東海地震、東南海・南海地震、首都圏直下型地震など、都市化地域の大地震への警告、被害想定が盛んな一方、またも東北地方で規模の大きい地震が起きた。震源が内陸、海溝を合わせ同地方は、わが国でもM5以上の地震が多い地域である。
しかも今回は同じ地方でも、比較すると被害は都市部が軽く、農山村など中山間地域に目立っている。都市では古い木造家屋はともかく、新しい建造物は耐震基準が厳しくなったり、ブロック塀なども強化されるなど、それなりの効果が出てきたと思いたい。

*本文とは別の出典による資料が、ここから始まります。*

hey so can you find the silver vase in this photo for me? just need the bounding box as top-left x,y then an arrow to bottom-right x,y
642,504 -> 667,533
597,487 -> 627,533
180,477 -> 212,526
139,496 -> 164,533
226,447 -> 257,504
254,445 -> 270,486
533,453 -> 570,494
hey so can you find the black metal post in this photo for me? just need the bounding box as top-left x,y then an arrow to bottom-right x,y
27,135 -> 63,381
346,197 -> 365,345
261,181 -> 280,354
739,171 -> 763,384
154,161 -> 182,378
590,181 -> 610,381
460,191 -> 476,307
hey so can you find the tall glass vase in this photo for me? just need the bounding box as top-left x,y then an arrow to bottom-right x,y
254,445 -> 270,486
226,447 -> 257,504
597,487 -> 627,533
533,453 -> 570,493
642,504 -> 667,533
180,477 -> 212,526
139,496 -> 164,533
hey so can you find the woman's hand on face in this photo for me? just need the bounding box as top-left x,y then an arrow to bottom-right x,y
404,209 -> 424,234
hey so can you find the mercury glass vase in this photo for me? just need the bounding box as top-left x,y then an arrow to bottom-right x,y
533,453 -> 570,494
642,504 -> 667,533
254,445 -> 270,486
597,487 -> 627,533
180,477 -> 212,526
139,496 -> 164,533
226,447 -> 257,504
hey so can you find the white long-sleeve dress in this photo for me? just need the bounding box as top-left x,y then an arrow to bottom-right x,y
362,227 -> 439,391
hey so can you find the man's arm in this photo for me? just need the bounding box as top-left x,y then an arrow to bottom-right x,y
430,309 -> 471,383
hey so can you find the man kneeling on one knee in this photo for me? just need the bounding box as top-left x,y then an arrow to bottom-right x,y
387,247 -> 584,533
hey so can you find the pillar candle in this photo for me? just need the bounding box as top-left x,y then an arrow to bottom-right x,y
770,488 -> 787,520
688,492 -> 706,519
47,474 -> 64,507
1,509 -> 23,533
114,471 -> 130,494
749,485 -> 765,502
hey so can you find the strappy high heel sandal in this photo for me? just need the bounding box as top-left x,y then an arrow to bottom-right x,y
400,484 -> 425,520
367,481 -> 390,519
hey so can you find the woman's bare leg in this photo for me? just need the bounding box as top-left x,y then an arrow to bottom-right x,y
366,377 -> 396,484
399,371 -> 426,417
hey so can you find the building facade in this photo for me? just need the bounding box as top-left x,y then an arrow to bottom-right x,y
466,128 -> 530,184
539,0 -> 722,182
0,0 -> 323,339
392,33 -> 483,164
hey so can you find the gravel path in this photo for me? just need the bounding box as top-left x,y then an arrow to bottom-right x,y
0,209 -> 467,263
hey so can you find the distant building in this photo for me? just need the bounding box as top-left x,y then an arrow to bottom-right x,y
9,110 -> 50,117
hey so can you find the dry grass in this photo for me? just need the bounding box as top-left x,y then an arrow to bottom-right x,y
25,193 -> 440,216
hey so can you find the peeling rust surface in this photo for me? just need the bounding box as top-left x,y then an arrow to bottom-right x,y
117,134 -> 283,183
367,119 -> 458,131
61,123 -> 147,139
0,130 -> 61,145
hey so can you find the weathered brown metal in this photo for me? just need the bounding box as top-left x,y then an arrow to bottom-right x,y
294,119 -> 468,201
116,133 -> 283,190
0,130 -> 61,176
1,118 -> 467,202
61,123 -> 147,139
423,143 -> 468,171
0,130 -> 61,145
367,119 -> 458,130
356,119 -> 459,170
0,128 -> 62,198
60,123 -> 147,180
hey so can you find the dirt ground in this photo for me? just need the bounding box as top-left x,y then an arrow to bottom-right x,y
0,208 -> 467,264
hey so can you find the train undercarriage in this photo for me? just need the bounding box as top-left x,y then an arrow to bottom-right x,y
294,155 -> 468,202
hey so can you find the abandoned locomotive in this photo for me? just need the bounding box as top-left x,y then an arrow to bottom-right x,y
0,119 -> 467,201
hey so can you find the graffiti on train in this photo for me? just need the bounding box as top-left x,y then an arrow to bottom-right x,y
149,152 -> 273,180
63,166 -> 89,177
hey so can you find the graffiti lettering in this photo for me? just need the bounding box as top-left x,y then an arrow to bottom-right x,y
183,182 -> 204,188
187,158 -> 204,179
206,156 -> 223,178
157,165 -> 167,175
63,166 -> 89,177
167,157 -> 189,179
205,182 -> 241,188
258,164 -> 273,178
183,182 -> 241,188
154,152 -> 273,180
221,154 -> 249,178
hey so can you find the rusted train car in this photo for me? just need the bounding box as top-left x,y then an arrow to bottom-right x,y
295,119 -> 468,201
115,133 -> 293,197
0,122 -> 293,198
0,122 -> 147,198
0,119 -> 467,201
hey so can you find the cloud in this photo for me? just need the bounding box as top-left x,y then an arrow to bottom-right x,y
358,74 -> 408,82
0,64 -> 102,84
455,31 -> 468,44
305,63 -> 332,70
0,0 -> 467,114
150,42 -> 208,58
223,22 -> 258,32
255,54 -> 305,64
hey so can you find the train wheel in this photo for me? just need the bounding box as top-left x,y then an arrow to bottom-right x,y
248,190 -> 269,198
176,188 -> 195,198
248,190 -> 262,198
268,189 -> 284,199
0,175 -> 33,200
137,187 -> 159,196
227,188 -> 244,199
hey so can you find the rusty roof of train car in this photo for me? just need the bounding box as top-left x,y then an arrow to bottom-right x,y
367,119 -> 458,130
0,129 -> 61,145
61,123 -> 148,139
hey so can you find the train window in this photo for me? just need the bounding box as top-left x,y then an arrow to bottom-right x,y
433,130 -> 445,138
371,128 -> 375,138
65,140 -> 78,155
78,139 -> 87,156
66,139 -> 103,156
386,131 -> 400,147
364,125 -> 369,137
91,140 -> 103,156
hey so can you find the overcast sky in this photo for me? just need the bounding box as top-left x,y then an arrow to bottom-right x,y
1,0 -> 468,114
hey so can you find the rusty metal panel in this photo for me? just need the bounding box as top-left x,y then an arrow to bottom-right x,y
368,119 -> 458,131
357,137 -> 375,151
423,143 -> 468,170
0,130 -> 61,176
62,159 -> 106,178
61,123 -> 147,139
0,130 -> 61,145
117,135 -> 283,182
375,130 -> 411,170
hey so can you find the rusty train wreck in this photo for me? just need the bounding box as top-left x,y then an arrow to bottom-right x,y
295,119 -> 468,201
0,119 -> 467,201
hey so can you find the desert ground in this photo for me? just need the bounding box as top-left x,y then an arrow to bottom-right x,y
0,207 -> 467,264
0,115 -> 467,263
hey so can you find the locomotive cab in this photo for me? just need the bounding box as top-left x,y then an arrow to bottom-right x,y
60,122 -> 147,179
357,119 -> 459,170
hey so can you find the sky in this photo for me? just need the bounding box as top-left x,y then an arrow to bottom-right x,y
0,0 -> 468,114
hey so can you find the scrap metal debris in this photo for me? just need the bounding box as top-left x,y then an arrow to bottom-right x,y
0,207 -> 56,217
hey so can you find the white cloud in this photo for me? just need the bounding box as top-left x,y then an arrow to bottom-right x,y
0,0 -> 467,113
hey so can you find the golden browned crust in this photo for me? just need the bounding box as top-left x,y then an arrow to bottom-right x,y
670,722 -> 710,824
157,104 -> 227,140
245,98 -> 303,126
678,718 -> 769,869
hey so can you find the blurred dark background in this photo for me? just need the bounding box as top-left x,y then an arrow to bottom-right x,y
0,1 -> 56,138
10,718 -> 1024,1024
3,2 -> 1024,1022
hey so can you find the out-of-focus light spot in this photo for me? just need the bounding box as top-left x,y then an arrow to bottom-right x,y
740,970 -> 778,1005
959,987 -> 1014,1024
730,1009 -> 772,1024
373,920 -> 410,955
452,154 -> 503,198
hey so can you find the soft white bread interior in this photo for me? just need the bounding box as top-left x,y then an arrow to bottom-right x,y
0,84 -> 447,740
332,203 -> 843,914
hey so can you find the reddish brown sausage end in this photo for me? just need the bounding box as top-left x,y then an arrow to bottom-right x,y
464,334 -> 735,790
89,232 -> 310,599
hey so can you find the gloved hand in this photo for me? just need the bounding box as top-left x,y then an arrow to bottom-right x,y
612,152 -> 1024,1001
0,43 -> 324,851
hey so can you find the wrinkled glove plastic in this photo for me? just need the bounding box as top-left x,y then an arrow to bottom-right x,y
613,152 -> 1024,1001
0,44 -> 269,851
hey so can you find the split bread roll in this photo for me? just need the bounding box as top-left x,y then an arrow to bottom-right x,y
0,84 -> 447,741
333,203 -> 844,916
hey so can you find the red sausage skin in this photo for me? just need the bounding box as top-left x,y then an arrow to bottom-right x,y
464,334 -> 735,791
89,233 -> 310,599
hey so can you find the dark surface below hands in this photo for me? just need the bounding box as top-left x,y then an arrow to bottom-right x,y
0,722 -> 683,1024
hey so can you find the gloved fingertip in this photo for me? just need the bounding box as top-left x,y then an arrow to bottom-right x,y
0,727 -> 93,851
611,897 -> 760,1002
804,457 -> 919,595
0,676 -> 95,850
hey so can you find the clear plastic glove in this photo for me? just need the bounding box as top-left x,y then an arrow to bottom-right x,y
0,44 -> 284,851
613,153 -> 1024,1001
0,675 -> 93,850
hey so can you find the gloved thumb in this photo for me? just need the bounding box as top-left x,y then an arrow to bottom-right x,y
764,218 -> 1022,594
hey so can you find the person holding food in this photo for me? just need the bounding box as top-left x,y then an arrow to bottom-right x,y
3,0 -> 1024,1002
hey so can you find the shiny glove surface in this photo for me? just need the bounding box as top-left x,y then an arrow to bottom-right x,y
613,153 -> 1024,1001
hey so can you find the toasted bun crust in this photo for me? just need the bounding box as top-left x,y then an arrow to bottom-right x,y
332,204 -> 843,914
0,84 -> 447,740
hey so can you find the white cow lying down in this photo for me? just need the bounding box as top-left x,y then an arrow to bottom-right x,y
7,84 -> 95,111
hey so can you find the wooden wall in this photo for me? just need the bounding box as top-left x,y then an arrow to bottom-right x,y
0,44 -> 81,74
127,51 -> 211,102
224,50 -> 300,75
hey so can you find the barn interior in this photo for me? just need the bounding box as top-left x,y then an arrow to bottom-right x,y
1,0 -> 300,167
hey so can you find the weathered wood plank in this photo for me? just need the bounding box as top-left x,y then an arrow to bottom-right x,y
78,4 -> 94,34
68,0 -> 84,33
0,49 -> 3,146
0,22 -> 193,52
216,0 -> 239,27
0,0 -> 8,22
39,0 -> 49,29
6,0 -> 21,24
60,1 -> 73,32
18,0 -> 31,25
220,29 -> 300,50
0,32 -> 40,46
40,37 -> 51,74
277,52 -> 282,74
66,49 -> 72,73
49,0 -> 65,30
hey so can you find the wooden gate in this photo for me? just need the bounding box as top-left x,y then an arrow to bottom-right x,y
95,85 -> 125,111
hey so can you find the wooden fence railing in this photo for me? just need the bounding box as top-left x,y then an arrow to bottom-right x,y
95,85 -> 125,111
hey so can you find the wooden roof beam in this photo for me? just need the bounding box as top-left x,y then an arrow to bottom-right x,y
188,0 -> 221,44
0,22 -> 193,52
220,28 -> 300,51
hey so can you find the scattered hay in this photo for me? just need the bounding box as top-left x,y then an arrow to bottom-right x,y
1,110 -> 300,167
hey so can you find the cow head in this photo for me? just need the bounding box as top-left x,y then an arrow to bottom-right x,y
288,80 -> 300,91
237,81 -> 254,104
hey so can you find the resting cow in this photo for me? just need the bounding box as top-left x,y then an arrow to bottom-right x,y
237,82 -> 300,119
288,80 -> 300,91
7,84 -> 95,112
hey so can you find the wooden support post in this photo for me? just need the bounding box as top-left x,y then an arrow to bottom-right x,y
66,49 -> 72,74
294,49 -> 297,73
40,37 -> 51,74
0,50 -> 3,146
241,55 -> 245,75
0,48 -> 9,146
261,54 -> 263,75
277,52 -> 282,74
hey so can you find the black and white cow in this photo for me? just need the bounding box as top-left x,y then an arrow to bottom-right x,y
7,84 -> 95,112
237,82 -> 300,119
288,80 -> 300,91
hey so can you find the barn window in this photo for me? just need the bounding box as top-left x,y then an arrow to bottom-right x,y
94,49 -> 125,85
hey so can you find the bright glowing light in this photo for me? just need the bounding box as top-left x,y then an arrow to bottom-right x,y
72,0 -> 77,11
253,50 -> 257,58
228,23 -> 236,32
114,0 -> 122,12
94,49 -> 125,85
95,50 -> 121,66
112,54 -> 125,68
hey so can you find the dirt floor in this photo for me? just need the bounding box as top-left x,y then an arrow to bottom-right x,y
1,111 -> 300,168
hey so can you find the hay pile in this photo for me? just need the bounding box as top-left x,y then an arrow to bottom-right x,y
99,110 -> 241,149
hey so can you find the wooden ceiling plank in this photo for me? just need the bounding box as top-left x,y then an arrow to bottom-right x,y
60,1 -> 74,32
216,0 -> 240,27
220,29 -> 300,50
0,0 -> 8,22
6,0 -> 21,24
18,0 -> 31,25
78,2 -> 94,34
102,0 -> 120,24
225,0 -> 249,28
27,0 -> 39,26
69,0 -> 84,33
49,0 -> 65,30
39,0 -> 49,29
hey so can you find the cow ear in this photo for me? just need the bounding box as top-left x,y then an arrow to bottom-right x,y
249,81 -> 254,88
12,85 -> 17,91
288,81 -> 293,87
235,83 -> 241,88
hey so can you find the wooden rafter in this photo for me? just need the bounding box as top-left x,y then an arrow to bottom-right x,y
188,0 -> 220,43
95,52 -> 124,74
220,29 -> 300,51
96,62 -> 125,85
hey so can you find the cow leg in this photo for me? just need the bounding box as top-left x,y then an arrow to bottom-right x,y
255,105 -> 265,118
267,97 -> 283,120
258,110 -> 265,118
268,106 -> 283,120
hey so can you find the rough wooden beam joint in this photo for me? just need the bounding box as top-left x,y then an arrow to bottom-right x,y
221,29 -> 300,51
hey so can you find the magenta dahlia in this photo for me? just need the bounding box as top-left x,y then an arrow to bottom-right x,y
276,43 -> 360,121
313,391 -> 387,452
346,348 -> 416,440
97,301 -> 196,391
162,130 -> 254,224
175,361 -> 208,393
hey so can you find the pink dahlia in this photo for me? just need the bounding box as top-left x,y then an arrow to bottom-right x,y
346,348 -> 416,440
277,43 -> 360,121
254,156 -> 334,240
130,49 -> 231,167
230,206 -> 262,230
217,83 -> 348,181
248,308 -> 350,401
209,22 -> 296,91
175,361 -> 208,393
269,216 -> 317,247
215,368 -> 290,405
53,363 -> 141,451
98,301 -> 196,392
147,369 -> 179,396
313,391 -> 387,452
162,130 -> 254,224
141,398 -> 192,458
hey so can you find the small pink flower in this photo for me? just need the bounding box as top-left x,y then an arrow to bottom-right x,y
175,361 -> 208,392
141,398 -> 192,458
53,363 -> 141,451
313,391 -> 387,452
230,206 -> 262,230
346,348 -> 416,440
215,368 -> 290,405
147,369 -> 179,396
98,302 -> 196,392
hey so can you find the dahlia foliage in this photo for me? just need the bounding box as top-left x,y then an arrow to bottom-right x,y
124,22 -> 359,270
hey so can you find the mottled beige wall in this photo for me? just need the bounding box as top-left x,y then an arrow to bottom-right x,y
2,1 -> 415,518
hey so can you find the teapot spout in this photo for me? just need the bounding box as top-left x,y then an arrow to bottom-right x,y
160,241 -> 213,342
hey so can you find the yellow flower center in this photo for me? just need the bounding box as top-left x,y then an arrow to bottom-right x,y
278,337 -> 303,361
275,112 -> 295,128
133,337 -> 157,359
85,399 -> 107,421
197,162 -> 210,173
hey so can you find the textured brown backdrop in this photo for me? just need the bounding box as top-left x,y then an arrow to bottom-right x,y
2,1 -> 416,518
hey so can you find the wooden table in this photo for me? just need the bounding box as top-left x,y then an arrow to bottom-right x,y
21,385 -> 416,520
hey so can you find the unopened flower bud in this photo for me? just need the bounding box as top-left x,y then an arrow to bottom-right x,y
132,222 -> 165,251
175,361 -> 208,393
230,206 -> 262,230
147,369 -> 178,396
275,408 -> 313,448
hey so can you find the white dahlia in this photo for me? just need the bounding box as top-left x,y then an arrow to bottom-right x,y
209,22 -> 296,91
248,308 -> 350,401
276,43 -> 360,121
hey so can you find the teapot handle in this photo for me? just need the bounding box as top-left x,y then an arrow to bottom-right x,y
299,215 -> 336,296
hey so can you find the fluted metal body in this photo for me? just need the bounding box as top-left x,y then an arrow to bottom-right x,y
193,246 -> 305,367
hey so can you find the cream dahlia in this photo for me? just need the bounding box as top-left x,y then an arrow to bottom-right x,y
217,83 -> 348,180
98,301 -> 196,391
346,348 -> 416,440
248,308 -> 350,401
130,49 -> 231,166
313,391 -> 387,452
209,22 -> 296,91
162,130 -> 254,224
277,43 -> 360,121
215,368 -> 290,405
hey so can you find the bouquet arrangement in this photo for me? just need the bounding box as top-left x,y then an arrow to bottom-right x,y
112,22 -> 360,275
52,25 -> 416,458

これに対して中山間地域では、がけ崩れなど土砂災害が多発しているのが目立つ。宮城県栗原市、福島県いわき市では作業員や釣り人が巻き込まれたし、至る所で一般道路の崩落もあり、岩手県の温泉地などで多数の客らが一時、孤立状態になった。強い余震による二次災害も心配だ。
高速道路は地震で落下しやすい橋を重点に、耐震補強が進んでいる。しかし農山村に多い地方道は地震に耐えられるか、点検すら十分でない区間も多い。崩落すれば孤立しても救助に手間取ったり、復旧作業もままならない。
中山間地域を地震が襲うと、土砂災害の危険が大きいことは一九八四年九月、長野県王滝村を震源に起きた長野県西部地震で、すでに指摘されていた。
同地震の時は大量の土石流が家屋などをのみ込み、多くの犠牲者を出した。二〇〇四年十月の新潟県中越地震でも、土砂が流れ込み川をせき止め、水位が上がって集落を水浸しにした。
農村や山間部の集落には、都市部とは違った地震対策が必要だ。しかし平成の大合併で、広い面積を抱えた自治体が増えた。人口の希薄な集落が点在するところで、土砂災害の防止事業の効率も考える必要がある。
東北や北関東、中部には、中山間地域を抱える自治体が多い。これらの自治体は、計画中のものも含めすべての公共事業を厳しく見直し、住民の生命と財産を守る地震対策を最優先すべきであろう。
自治体の財政も悲観的な見通しのところが増えている。必要な地震対策には、国も最大限の支援を考えるべきである。